Rabbi Jessica Lott has worked in the Hillel world for over a decade, both on campus (at the University of Delaware, Temple University, and the University of Maryland) and at Hillel International’s headquarters, most recently as the Associate Vice President of Education at Hillel International and lead Educator for the Springboard Fellowship. Jessica is a graduate of the Reconstructionist Rabbinical College. She also holds a bachelor’s degree in Jewish and Near Eastern Studies from Washington University in St Louis and a master’s degree in Social and Cultural Foundations of Education from DePaul University in Chicago.
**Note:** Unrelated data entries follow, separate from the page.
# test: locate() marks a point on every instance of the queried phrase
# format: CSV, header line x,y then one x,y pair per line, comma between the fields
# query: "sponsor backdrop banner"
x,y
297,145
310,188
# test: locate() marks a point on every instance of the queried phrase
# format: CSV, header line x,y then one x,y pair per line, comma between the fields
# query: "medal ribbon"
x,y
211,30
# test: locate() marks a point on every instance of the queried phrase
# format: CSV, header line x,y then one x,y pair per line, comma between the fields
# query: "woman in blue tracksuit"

Rev. Julie Windsor Mitchell is the Campus Minister at University Christian Ministry, sponsored by the United Methodist and Presbyterian Churches. She is an ordained pastor in the United Church of Christ. She came to Northwestern 23 years ago and has been in campus ministry ever since because she loves college students so much! Prior to UCM, she served as pastor of St. John’s United Church of Christ in Evanston. She is a graduate of Brown University and Harvard Divinity School. She loves to share stories about life, love, spirituality, and social justice. When she’s not hanging out on campus, you can probably find her traveling internationally (during non-pandemic times), camping with her husband and kids, riding her bike around Evanston, or doing burpees.
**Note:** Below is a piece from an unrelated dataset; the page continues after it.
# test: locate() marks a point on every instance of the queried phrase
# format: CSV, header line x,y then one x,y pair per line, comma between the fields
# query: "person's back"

Dr. Kate Ott is the Jerre and Mary Joy Stead Professor of Christian Social Ethics, and Director of the Jerre L. and Mary Joy Center for Ethics and Values at Garrett-Evangelical Theological Seminary in Evanston, Illinois. She is the author of many publications, including Sex, Tech, and Faith: Christian Ethics for a Digital Age, Christian Ethics for a Digital Society, and Sex + Faith: Talking to Your Child from Birth to Adolescence. Ott’s primary research interests are in the areas of Christian social ethics, digital technology, sexuality, and gender, race and racism, professional ethics, and the moral agency of children and youth. Ott is a graduate of the University of Wisconsin-Madison (BA), Yale Divinity School (MAR), and Union Theological Seminary in New York City (DPhil).